La verdad es que estamos sumidos en el misterio y que ni siquiera nos han dado una luz para penetrarlo, aparte de nuestra mente, perennemente aterrada por la conciencia del transcurso inexorable del tiempo.
Nuestra mente aterrada, incapaz de asumir en muchos casos el inexorable transcurso del tiempo. Como si la venda en los ojos nos permitiera intuir solamente un juego de claroscuros vitales, de sensaciones de que algo más está sucediendo que aquello que perciben nuestros sentidos.
Realmente necesitamos que suceda algo, que se levante un viento tenue, que vaya adquiriendo consistencia y fuerza y arrastre esa niebla que oculta las siluetas reales y nos permita ver el paisaje circundante.
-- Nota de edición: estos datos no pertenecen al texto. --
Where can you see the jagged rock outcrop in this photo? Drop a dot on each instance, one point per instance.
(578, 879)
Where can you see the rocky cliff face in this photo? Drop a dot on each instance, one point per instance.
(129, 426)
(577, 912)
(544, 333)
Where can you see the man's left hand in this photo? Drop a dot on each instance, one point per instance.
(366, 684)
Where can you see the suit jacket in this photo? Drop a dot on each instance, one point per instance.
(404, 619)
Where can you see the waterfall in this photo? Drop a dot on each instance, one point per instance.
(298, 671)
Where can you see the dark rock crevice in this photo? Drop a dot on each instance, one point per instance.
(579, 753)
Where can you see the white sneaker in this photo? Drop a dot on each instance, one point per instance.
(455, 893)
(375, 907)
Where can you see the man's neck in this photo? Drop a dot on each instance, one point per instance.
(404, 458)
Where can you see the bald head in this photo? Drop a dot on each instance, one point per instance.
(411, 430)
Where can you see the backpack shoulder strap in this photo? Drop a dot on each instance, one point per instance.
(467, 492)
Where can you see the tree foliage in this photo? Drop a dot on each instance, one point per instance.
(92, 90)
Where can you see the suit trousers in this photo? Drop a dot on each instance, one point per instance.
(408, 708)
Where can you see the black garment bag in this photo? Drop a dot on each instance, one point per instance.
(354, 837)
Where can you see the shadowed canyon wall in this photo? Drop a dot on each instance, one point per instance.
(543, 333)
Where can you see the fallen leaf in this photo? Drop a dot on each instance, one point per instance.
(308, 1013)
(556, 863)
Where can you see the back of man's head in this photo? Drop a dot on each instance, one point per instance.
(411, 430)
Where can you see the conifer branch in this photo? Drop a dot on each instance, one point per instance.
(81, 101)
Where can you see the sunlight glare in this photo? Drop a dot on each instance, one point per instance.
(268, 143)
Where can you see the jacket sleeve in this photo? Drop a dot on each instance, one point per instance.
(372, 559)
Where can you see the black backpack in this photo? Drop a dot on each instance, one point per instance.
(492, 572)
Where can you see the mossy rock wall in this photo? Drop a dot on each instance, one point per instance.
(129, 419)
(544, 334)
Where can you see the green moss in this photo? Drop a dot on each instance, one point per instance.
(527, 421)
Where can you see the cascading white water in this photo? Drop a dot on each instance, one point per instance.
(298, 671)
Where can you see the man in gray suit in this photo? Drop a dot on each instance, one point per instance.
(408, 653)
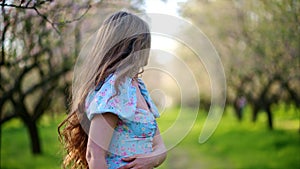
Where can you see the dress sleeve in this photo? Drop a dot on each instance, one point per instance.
(148, 99)
(122, 105)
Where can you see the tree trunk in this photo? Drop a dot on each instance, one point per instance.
(270, 117)
(34, 137)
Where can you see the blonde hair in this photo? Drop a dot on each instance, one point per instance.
(121, 47)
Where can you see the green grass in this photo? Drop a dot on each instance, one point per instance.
(233, 145)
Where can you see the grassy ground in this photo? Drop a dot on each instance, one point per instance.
(234, 145)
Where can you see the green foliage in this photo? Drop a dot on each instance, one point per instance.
(234, 145)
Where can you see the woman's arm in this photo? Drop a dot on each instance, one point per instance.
(159, 149)
(148, 161)
(100, 134)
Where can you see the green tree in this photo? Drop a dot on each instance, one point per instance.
(259, 44)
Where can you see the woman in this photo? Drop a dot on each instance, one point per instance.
(112, 104)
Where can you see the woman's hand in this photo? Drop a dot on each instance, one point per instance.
(148, 161)
(139, 161)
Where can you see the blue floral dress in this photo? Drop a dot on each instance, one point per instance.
(136, 127)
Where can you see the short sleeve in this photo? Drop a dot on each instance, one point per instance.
(148, 99)
(101, 101)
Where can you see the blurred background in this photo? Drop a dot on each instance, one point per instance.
(258, 43)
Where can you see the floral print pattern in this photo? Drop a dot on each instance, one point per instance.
(136, 127)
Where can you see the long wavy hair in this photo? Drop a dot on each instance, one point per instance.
(122, 47)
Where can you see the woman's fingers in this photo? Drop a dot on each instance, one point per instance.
(130, 158)
(128, 166)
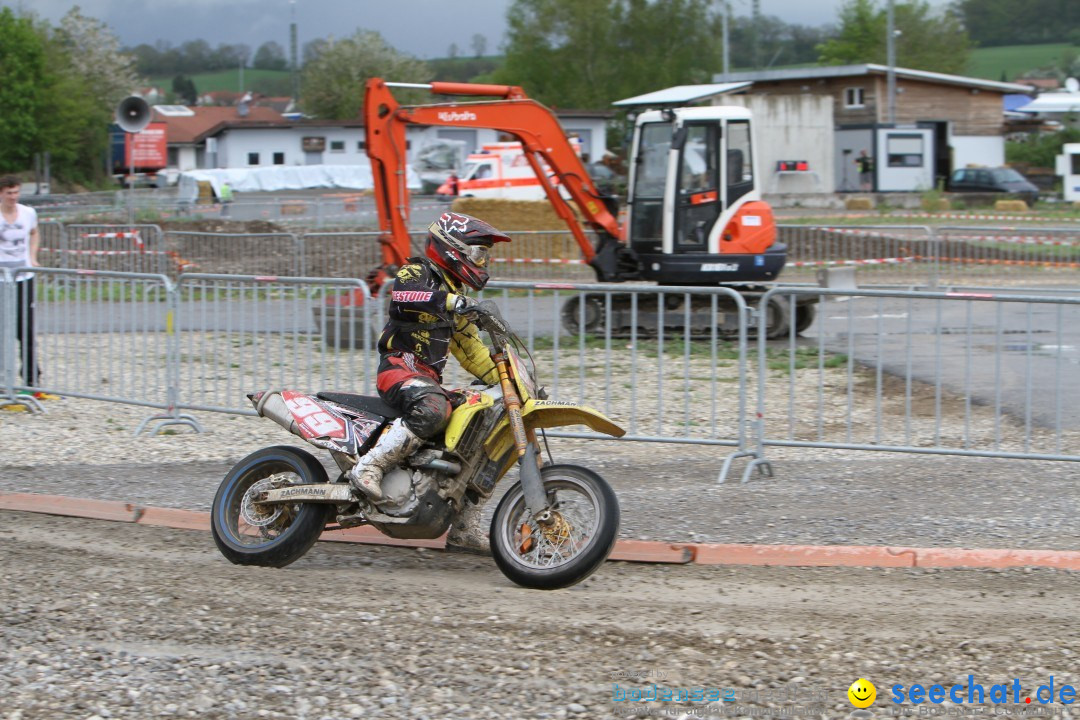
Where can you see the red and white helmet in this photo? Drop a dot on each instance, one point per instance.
(461, 245)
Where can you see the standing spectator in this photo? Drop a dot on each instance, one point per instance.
(865, 164)
(18, 248)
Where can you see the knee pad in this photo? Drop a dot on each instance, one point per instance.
(427, 410)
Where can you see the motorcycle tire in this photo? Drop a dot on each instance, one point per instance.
(298, 526)
(508, 526)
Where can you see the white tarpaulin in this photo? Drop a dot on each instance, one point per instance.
(281, 177)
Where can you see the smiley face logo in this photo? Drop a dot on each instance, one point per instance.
(862, 693)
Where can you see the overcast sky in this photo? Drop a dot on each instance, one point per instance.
(424, 28)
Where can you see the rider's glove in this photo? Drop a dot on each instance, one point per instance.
(464, 306)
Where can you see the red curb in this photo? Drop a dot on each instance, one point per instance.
(369, 535)
(646, 551)
(170, 517)
(811, 556)
(958, 557)
(96, 510)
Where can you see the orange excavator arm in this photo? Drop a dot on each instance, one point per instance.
(532, 124)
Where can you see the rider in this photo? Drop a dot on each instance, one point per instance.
(427, 321)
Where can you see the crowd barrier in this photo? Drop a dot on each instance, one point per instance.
(913, 256)
(960, 374)
(934, 256)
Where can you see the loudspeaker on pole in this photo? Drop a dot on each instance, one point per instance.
(133, 114)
Que nos ayude a contemplar cada uno de los matices, de los colores y rasgos de todo y de cada una de las miríadas de objetos, de cosas, de personas que están ahí, ahí mismo, sin que las veamos.
Es enero, sin duda, que ha venido a imponer una vez más el yermo y la desesperanza, el frío y la desilusión, cubriendo con la monótona cadencia del invierno las tierras y las mentes, los sueños y los amantes.
¿Qué o quién ayudará a desterrar el terror ante lo leve, ante lo efímero que puede ser una persona, un sentimiento, una idea?
¿Hace falta realmente que surja esa ayuda foránea o tiene que emerger de nuestro interior, emanar como un manantial de agua cálida en el epicentro del frío?